Anti-spam & Anti-virus (ASAV) Gateway (Retires on 13 Dec 2017)
The ASAV Gateway is an anti-spam and anti-virus solution implemented at network level by the ITSC for CUHK Webmail (Mailserv) users. With the University mail system switching from CUHK Webmail (Mailserv) to Office 365 Mail, Exchange Online Protection (EOP) has been in pilot run together with ASAV in protecting user emails from viruses and spam attack. Effective from 13 Dec 2017, EOP will be fully deployed and ASAV Gateway will be retired from protecting email service.
Below are the ASAV Gateway functions.
1. How Does the ASAV Gateway Identify Spam?
Identification of spam at the ASAV Gateway is performed by a two-layer approach of sender-based reputation filtering and content-based filtering of Ironport Anti-Spam.
Sender-based Reputation Filtering – By IP Addresses
Sender-based reputation filtering identifies spam based on the connecting IP address. It can block spam as soon as it reaches the Gateway. This increases the effectiveness of second layer content-based filtering. Sender-based reputation filtering can also protect mail systems from the attack of viruses and “hit and run” spam attacks that create sudden and unexpected spikes in message volume. (Refer to 10. References)
Content-based Filtering – By Ironport Anti-Spam
Content-based filtering of the ASAV Gateway is performed by Ironport Anti-Spam. It uses heuristics filters, URL filters, signature filters, header filters and many more types of filters to determine if an-email is a spam. (Refer to 10. References)
2. How Does the ASAV Gateway Dispose of Spam?
Spam identified by the ASAV Gateway is classified into two categories, i.e. positive spam and suspected spam.
Emails identified by sender-based reputation filtering as spam are classified as positive spam. When a positive spam is identified, either the connection between the sending computer and the gateway will be disconnected or an error message will send to the sending computer. In both cases, the gateway will not accept the emails.
Emails that identified as spam by content-based filtering are classified as suspected spam. Suspected spam will be moved to a quarantine server from which their recipients can retrieve and choose to release or delete.
3. How to Access Suspected Spam in Quarantine Server?
The ASAV Gateway has a quarantine server for storing suspected spam. Each user of the CWEM system has his/her own separate storage in the quarantine server for his/her suspected spam received at firstname.lastname@example.org.
Users may view the suspected spam in the quarantine server and choose to delete them or release them.
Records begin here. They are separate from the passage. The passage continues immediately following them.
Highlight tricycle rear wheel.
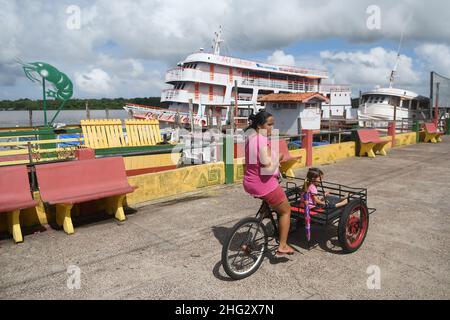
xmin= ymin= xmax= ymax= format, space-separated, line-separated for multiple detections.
xmin=338 ymin=200 xmax=369 ymax=253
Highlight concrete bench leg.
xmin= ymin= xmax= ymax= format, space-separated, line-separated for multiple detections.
xmin=359 ymin=143 xmax=375 ymax=158
xmin=8 ymin=210 xmax=23 ymax=243
xmin=373 ymin=144 xmax=387 ymax=156
xmin=106 ymin=195 xmax=126 ymax=221
xmin=424 ymin=133 xmax=437 ymax=143
xmin=281 ymin=161 xmax=296 ymax=178
xmin=56 ymin=204 xmax=75 ymax=234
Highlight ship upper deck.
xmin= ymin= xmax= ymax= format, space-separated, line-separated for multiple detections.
xmin=183 ymin=52 xmax=328 ymax=79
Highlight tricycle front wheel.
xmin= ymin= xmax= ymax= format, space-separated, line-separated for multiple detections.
xmin=222 ymin=218 xmax=268 ymax=280
xmin=338 ymin=200 xmax=369 ymax=253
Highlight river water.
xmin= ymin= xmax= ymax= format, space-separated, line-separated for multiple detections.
xmin=0 ymin=109 xmax=129 ymax=128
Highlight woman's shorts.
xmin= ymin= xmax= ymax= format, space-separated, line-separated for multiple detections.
xmin=261 ymin=186 xmax=287 ymax=207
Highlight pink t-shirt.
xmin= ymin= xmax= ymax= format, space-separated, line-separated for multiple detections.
xmin=308 ymin=183 xmax=317 ymax=209
xmin=244 ymin=134 xmax=279 ymax=197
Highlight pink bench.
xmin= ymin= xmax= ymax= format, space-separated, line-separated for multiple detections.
xmin=36 ymin=157 xmax=135 ymax=234
xmin=358 ymin=129 xmax=391 ymax=158
xmin=423 ymin=123 xmax=444 ymax=143
xmin=0 ymin=165 xmax=37 ymax=243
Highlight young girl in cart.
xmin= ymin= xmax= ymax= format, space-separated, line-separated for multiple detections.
xmin=305 ymin=168 xmax=348 ymax=209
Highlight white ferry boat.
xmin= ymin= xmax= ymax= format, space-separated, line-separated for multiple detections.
xmin=124 ymin=27 xmax=356 ymax=127
xmin=358 ymin=87 xmax=429 ymax=122
xmin=358 ymin=33 xmax=429 ymax=127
Daily Digest of Quarantined Emails
The Digest of Quarantined Emails, as shown in Diagram C, is sent from email account “DO-NOT-REPLY@qs.cuhk.edu.hk“. It is a summary of suspected spam stored in quarantine server, which will be delivered to each user through email everyday.
Disposal of Suspected Spam
Suspected spam can be viewed and then selected to be deleted or released as shown in Diagram D below.
If a suspected spam is released, it will be routed through the Gateway again for virus scanning. All suspected spam in quarantine server will be deleted after 21 days.
4. How Does the ASAV Gateway Detect Email Viruses?
The anti-virus engine of the ASAV Gateway is the Sophos Anti-Virus. It uses various techniques including pattern matching, heuristics and emulation to detect viruses.
5. How Does the ASAV Gateway Dispose of Email Viruses?
When an email with a virus in it has been detected, the email will be discarded. Neither the sender nor the intended recipient will be notified.
6. Security Issues
Privacy is guaranteed in the process of scanning spam and virus by the ASAV Gateway. No user email will be inspected by human. User emails in the quarantine server are protected so that only the user may view his/her suspected spam.
7. Where to Report False Positives and False Negatives?
False positives are e-mails that are wrongly identified as spam while false negatives are spam that are regarded as normal e-mails. Users can submit information including e-mail header of the false positives or the false negatives to ITSC through the ITSC Service Desk.
E-mails released by users from the quarantine server are not automatically reported as false positives.